# Chapter 8. Poisson Processes

[Link to chapter online](https://allendowney.github.io/ThinkBayes2/chap08.html)

## Warning

The content of this file may be incorrect, erroneous and/or harmful. Use it at Your own risk.

## Imports

In [None]:
include("./pmfAndCdf.jl")
#import .ProbabilityMassFunction as Pmf # if defined with module (and export) in pmfAndCdf.jl
#using .ProbabilityMassFunction # if defined with module and export in pmfAndCdf.jl

include("./simplestat.jl")
#import .SimpleStatistics as Ss # if defined with module (and export) in simplestat.jl
#using .ProbabilityMassFunction # if defined with module and export in simplestat.jl

### The World Cup Problem

In the 2018 FIFA World Cup final, France defeated Croatia 4 goals to 2. Based on this outcome:
- How confident should we be that France is the better team?
- If the same teams played again, what is the chance France would win again?
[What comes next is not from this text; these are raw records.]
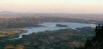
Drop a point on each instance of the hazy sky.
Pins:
(52, 6)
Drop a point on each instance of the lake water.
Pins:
(49, 26)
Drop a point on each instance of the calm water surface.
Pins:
(49, 26)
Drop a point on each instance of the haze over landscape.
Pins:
(52, 6)
(51, 24)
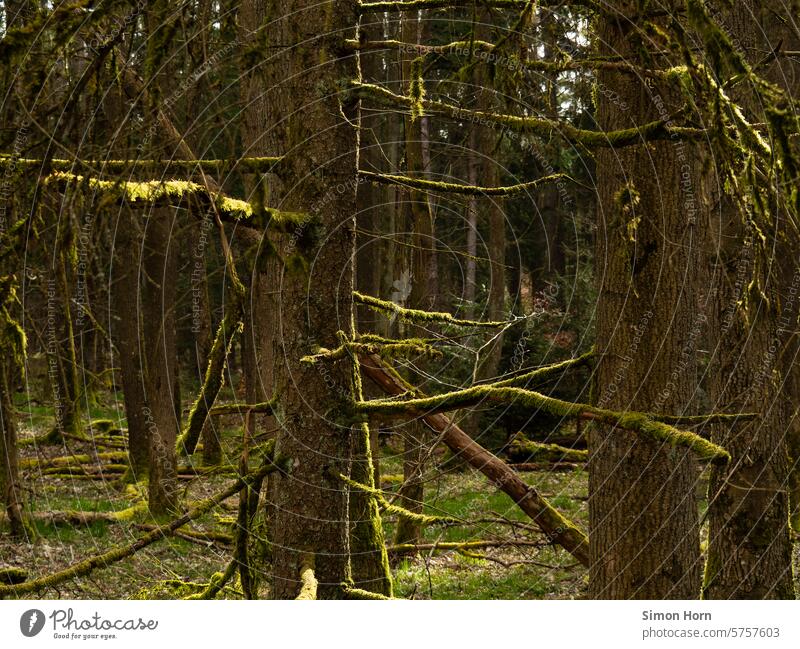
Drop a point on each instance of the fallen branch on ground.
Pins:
(555, 526)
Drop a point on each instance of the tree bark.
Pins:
(158, 349)
(749, 549)
(643, 528)
(320, 148)
(423, 294)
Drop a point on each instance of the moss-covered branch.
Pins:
(12, 576)
(385, 505)
(216, 583)
(266, 407)
(83, 568)
(633, 421)
(454, 188)
(230, 326)
(393, 349)
(350, 592)
(543, 374)
(448, 546)
(418, 5)
(308, 582)
(555, 526)
(522, 449)
(173, 192)
(418, 316)
(161, 168)
(652, 131)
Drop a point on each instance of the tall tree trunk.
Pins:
(369, 563)
(158, 349)
(320, 151)
(643, 518)
(749, 548)
(125, 292)
(10, 494)
(423, 293)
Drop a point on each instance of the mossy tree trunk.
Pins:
(368, 559)
(643, 518)
(9, 461)
(261, 304)
(423, 288)
(749, 548)
(158, 349)
(128, 243)
(320, 148)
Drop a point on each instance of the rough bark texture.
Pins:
(319, 170)
(127, 330)
(749, 550)
(10, 496)
(644, 533)
(423, 294)
(554, 526)
(368, 558)
(158, 350)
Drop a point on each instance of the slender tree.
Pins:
(644, 532)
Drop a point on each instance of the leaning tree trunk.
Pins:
(319, 170)
(368, 558)
(10, 495)
(158, 349)
(423, 295)
(125, 292)
(749, 547)
(643, 518)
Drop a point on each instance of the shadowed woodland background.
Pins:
(419, 299)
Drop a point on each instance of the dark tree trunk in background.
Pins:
(321, 153)
(127, 332)
(158, 349)
(10, 495)
(643, 518)
(423, 292)
(749, 549)
(368, 562)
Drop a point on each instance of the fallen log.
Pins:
(12, 576)
(545, 467)
(555, 527)
(521, 449)
(83, 568)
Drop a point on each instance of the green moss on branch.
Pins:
(522, 449)
(454, 188)
(636, 422)
(308, 581)
(652, 131)
(416, 315)
(83, 568)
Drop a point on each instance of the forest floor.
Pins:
(181, 565)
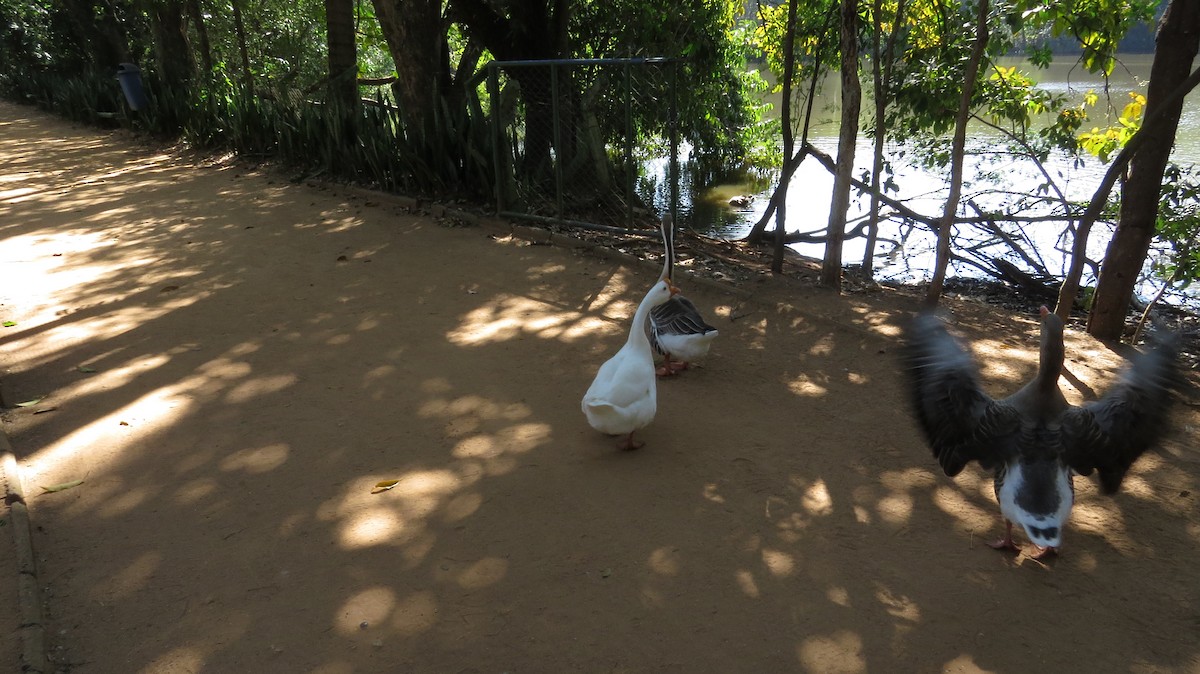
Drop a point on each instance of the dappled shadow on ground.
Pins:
(234, 363)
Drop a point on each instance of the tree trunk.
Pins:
(958, 149)
(247, 79)
(1099, 198)
(851, 104)
(173, 53)
(202, 30)
(343, 60)
(777, 263)
(881, 72)
(415, 37)
(533, 29)
(1177, 41)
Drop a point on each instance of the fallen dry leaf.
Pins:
(384, 486)
(61, 487)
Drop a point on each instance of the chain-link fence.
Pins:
(589, 143)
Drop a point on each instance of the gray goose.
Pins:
(676, 328)
(1033, 439)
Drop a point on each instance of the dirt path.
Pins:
(231, 362)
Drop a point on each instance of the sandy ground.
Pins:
(229, 362)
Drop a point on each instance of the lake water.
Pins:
(809, 193)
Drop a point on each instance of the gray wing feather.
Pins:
(1109, 434)
(677, 316)
(960, 421)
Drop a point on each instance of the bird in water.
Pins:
(623, 397)
(676, 329)
(1035, 439)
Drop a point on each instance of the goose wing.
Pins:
(960, 421)
(678, 316)
(1109, 434)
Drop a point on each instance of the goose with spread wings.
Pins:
(677, 330)
(1033, 440)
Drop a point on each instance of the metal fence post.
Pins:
(673, 134)
(558, 139)
(493, 92)
(629, 148)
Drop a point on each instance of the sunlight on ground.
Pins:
(804, 386)
(149, 414)
(840, 653)
(964, 665)
(181, 659)
(514, 318)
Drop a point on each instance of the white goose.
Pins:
(623, 397)
(676, 328)
(1033, 439)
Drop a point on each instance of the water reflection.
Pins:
(707, 209)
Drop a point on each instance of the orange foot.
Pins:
(628, 444)
(1043, 553)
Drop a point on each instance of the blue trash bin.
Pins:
(130, 77)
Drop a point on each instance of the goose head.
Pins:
(1053, 353)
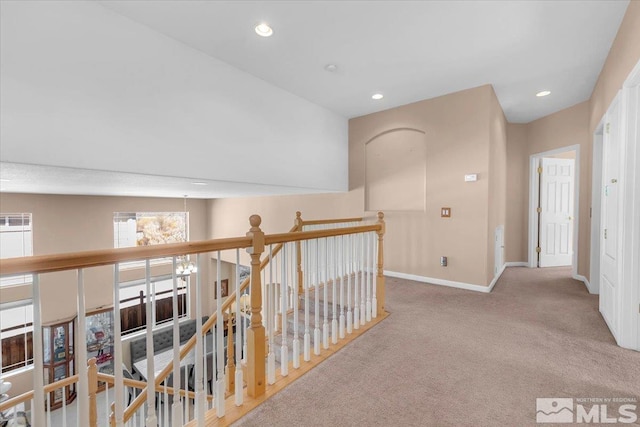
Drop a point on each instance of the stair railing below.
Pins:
(342, 266)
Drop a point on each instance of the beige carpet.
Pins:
(449, 357)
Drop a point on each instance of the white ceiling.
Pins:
(407, 50)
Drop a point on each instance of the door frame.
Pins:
(534, 192)
(628, 303)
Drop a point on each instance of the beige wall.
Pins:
(497, 179)
(457, 128)
(623, 56)
(517, 193)
(79, 223)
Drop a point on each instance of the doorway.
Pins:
(553, 213)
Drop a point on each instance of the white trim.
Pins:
(449, 283)
(584, 280)
(534, 189)
(516, 264)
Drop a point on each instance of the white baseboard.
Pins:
(441, 282)
(585, 281)
(517, 264)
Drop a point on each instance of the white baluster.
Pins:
(296, 303)
(368, 271)
(151, 420)
(284, 362)
(334, 292)
(363, 308)
(316, 331)
(239, 333)
(220, 382)
(307, 273)
(349, 258)
(198, 381)
(49, 411)
(176, 408)
(81, 353)
(356, 286)
(271, 357)
(325, 296)
(118, 387)
(38, 363)
(341, 262)
(374, 273)
(64, 406)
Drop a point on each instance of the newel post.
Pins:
(380, 274)
(298, 224)
(256, 352)
(93, 389)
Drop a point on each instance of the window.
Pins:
(133, 300)
(149, 228)
(145, 229)
(16, 240)
(16, 335)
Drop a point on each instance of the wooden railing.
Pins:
(255, 242)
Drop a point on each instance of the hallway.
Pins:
(452, 357)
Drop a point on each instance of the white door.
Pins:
(556, 212)
(609, 218)
(499, 249)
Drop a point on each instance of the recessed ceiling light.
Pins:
(264, 30)
(332, 68)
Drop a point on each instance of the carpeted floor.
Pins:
(449, 357)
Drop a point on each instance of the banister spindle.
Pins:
(81, 354)
(230, 375)
(356, 285)
(151, 419)
(38, 359)
(307, 333)
(316, 330)
(369, 272)
(298, 223)
(200, 351)
(219, 336)
(325, 295)
(118, 387)
(341, 259)
(92, 384)
(284, 357)
(380, 280)
(270, 313)
(239, 322)
(363, 279)
(334, 292)
(349, 259)
(176, 408)
(256, 384)
(296, 303)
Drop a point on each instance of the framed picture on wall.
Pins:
(224, 288)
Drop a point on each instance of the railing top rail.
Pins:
(85, 259)
(76, 260)
(317, 234)
(331, 221)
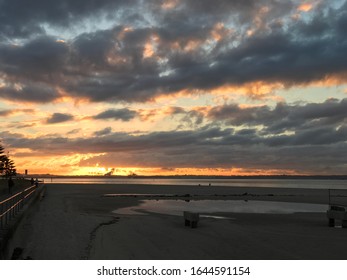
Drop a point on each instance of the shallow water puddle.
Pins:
(176, 207)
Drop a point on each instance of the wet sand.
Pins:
(77, 222)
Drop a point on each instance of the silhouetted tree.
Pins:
(10, 168)
(3, 158)
(7, 166)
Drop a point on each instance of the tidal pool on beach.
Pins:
(176, 207)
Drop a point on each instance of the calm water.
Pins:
(278, 183)
(176, 207)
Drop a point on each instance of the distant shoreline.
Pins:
(282, 177)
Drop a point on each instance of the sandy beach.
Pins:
(77, 221)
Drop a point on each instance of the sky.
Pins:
(222, 87)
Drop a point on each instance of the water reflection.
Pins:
(175, 207)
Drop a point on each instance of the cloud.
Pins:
(59, 118)
(22, 23)
(307, 151)
(10, 112)
(225, 43)
(103, 132)
(283, 117)
(117, 114)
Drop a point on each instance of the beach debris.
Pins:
(337, 213)
(17, 253)
(191, 218)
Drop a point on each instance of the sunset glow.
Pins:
(174, 87)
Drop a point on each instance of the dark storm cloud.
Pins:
(59, 118)
(111, 64)
(117, 114)
(284, 117)
(31, 92)
(18, 18)
(313, 151)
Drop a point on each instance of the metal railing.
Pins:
(9, 207)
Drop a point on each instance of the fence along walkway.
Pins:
(9, 207)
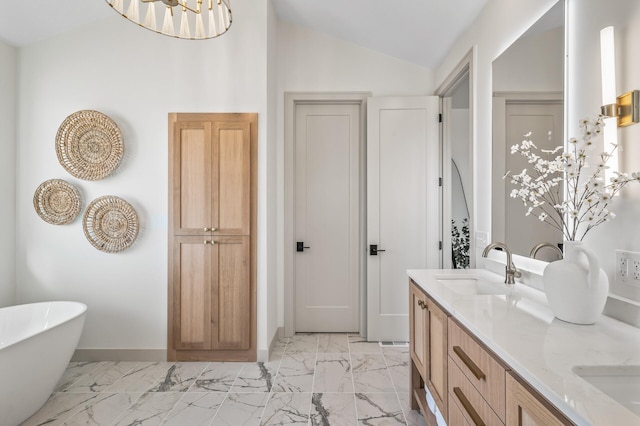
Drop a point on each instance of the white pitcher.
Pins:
(575, 286)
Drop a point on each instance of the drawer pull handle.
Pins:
(469, 363)
(477, 420)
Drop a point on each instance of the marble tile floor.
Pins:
(311, 379)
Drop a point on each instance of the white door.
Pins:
(327, 170)
(403, 206)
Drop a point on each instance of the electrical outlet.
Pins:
(623, 267)
(628, 267)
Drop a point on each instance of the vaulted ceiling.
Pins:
(418, 31)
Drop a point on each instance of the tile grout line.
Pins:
(270, 393)
(395, 388)
(353, 381)
(313, 381)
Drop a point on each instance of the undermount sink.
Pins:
(471, 286)
(620, 382)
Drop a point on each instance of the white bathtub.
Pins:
(37, 341)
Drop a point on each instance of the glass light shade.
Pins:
(608, 67)
(191, 17)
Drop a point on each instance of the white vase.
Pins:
(575, 286)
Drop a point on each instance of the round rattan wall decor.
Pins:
(110, 224)
(89, 145)
(57, 202)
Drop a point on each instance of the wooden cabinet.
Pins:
(212, 237)
(428, 349)
(525, 407)
(484, 371)
(469, 383)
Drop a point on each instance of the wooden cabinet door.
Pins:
(192, 273)
(231, 178)
(191, 196)
(524, 408)
(438, 349)
(418, 340)
(231, 294)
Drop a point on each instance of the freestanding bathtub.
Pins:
(37, 341)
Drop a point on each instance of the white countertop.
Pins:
(520, 328)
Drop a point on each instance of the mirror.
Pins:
(528, 97)
(457, 172)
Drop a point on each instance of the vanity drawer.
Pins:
(484, 371)
(473, 408)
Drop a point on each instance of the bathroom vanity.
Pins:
(491, 354)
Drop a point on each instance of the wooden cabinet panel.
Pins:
(418, 331)
(192, 190)
(192, 293)
(233, 191)
(231, 324)
(437, 378)
(526, 408)
(484, 371)
(455, 415)
(473, 406)
(428, 349)
(212, 237)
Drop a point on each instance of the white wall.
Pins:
(273, 306)
(586, 19)
(312, 62)
(136, 77)
(8, 83)
(499, 24)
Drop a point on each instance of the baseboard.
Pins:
(265, 355)
(151, 355)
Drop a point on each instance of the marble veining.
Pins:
(180, 376)
(195, 409)
(103, 409)
(312, 384)
(287, 409)
(141, 378)
(333, 409)
(333, 373)
(379, 409)
(370, 373)
(256, 377)
(296, 373)
(100, 378)
(217, 377)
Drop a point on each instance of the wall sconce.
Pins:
(625, 107)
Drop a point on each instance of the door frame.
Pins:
(291, 101)
(465, 67)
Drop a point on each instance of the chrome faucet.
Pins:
(537, 247)
(510, 269)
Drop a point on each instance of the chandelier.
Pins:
(193, 19)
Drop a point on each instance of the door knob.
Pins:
(300, 246)
(374, 250)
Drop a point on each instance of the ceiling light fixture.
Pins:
(194, 23)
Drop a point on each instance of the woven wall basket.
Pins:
(57, 202)
(110, 224)
(89, 145)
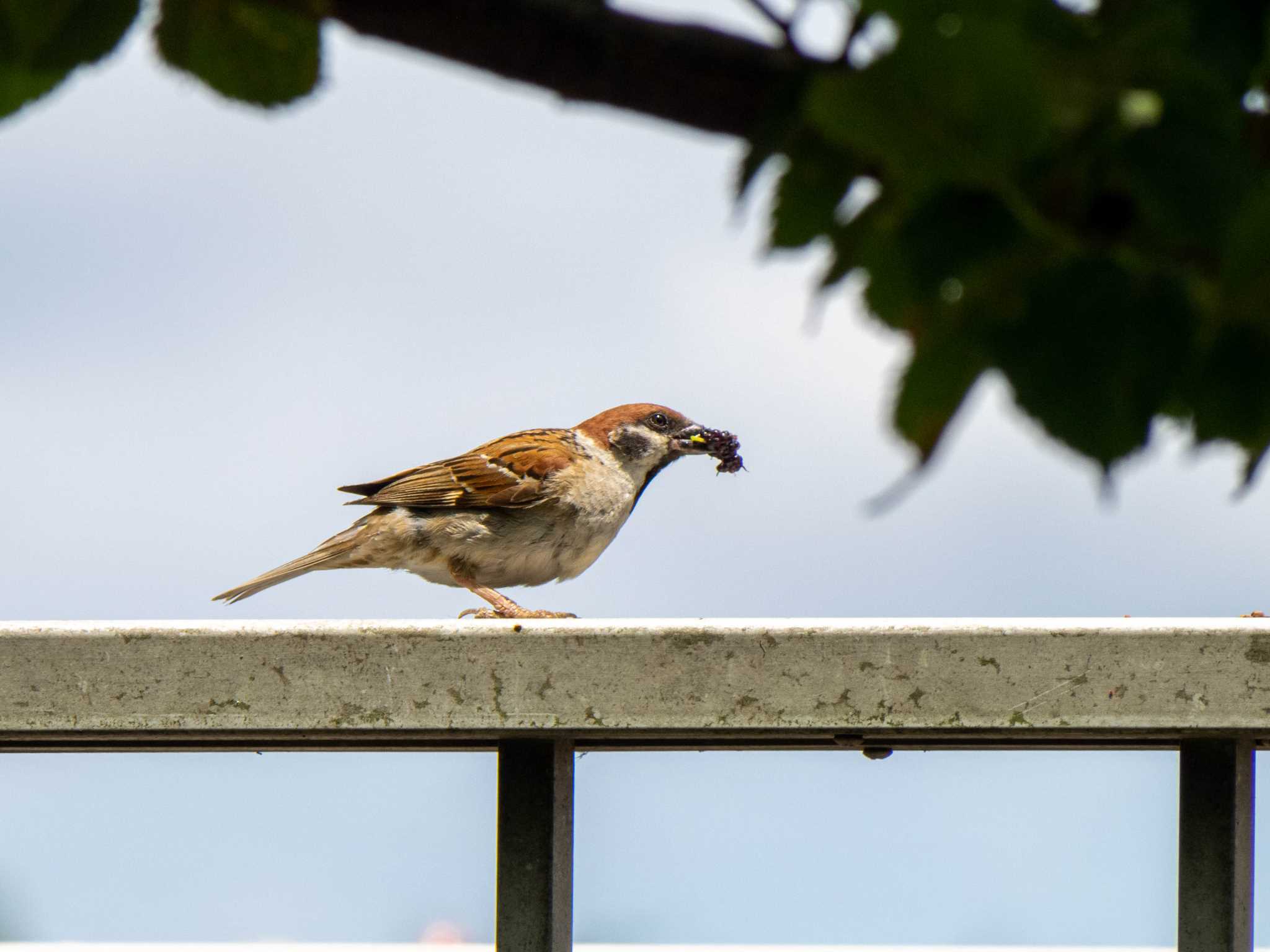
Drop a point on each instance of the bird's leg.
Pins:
(504, 607)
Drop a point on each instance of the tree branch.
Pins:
(693, 75)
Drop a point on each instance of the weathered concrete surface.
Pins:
(876, 678)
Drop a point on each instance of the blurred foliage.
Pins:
(1077, 200)
(42, 41)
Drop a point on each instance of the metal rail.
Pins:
(539, 691)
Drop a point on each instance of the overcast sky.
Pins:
(215, 315)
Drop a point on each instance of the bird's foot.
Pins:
(517, 612)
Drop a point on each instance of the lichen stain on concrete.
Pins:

To answer these questions, we have to make some modeling decisions.
- First, I’ll assume that for any team against another team there is some unknown goal-scoring rate, measured in goals per game, which I’ll denote with the Python variable `lam` or the Greek letter $\lambda$, pronounced “lambda”.
- Second, I’ll assume that a goal is equally likely during any minute of a game. So, in a 90 minute game, the probability of scoring during any minute is $\lambda / 90$.
- Third, I’ll assume that a team never scores twice during the same minute."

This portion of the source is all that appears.